Single-cell Hi-C (scHi-C) protocol helps identify cell-type-specific chromatin interactions and sheds light on cell differentiation and disease progression. Despite providing crucial insights, scHi-C data is often underutilized due the high cost and the complexity of the experimental protocol. We present a deep learning framework, scGrapHiC, that predicts pseudo-bulk scHi-C contact maps using pseudo-bulk scRNA-seq data. Specifically, scGrapHiC performs graph deconvolution to extract genome-wide single-cell interactions from a bulk Hi-C contact map using scRNA-seq as a guiding signal. Our evaluations show that scGrapHiC, trained on 7 cell-type co-assay datasets, outperforms typical sequence encoder approaches.
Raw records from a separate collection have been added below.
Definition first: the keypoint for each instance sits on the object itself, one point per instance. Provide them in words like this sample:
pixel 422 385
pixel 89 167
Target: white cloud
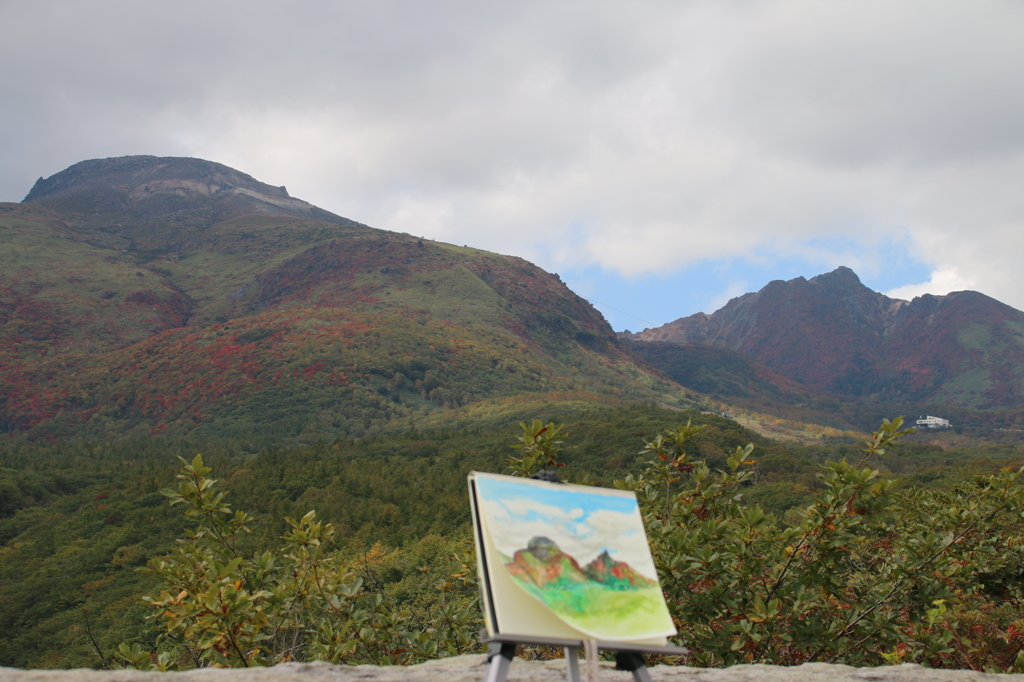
pixel 940 284
pixel 642 137
pixel 514 522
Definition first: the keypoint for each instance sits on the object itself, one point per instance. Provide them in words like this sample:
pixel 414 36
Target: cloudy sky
pixel 662 157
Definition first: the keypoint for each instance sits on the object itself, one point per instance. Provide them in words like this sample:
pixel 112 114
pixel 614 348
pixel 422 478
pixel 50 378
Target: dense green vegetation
pixel 80 518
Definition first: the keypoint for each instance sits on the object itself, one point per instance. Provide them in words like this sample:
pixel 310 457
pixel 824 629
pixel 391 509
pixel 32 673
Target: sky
pixel 660 157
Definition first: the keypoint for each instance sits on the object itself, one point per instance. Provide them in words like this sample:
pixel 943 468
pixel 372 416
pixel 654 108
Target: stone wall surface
pixel 472 668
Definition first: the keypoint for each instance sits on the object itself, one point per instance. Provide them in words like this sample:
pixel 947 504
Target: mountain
pixel 146 295
pixel 835 336
pixel 543 564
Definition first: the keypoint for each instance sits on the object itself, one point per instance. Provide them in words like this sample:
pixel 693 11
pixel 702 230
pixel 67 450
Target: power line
pixel 629 314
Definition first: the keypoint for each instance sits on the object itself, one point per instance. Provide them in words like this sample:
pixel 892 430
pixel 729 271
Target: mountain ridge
pixel 146 295
pixel 835 336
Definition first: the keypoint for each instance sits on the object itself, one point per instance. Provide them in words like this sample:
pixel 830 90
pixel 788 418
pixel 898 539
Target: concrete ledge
pixel 471 669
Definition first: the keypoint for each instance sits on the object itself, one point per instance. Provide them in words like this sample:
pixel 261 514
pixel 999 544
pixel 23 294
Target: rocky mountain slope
pixel 145 295
pixel 833 335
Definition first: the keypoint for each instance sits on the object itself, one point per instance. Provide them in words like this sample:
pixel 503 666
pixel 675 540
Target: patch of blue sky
pixel 653 299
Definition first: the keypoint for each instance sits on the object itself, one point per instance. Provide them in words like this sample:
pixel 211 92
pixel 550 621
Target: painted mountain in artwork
pixel 605 599
pixel 544 565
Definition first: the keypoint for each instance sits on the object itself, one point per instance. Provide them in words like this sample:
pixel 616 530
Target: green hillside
pixel 133 305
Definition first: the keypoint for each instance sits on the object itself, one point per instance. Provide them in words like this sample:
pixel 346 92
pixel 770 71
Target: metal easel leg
pixel 500 656
pixel 572 664
pixel 634 663
pixel 593 658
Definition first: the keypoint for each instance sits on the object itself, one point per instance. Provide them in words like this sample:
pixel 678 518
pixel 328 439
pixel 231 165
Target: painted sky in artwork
pixel 583 523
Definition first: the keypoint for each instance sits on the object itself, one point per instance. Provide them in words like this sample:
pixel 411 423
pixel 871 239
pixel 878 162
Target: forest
pixel 92 550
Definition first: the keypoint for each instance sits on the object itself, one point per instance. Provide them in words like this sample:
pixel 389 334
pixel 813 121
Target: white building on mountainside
pixel 930 422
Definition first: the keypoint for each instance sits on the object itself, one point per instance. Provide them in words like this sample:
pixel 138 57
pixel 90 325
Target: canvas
pixel 565 561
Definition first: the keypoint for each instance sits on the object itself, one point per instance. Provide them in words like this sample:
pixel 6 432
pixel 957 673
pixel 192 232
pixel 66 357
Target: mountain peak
pixel 841 274
pixel 143 187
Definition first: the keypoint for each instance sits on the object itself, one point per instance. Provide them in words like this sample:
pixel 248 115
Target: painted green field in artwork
pixel 605 612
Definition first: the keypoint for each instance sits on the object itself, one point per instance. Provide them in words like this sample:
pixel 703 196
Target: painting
pixel 579 552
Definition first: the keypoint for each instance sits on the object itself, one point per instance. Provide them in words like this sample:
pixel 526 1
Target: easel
pixel 501 650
For example, scGrapHiC achieves a substantial improvement of $23.2%$ in recovering cell-type-specific Topologically Associating Domains over the baselines. It also generalizes to unseen embryo and brain tissue samples. scGrapHiC is a novel method to generate cell-type-specific scHi-C contact maps using widely available genomic signals that enables the study of cell-type-specific chromatin interactions.

Preprint is available.

We tested and implemented the entire pipeline in python 3.9.16. We highly encourage that you setup a virtual environment before you install required packages to ensure there are no conflicting dependencies. You can setup a new virtual environment through:

python -m venv scgraphic
source scgraphic/bin/activate 

Then install all the required packages, run the command:

pip install -r requirements.txt

We have uploaded our model weights and supplementary datasets, such as the CTCF and CpG scores, Gene annotation files, and chrom sizes in this data folder. Please download this folder before you proceed with the rest of the installation. While we train and test scGrapHiC on mouse datasets only, we provide these supplementary files for Human (hg38) and Fly (dm6) to aid users who work with these model organisms. We also provide training, testing, and held-out cell-type dataloaders in the processed directory to make it easy to replicate the results in our manuscript.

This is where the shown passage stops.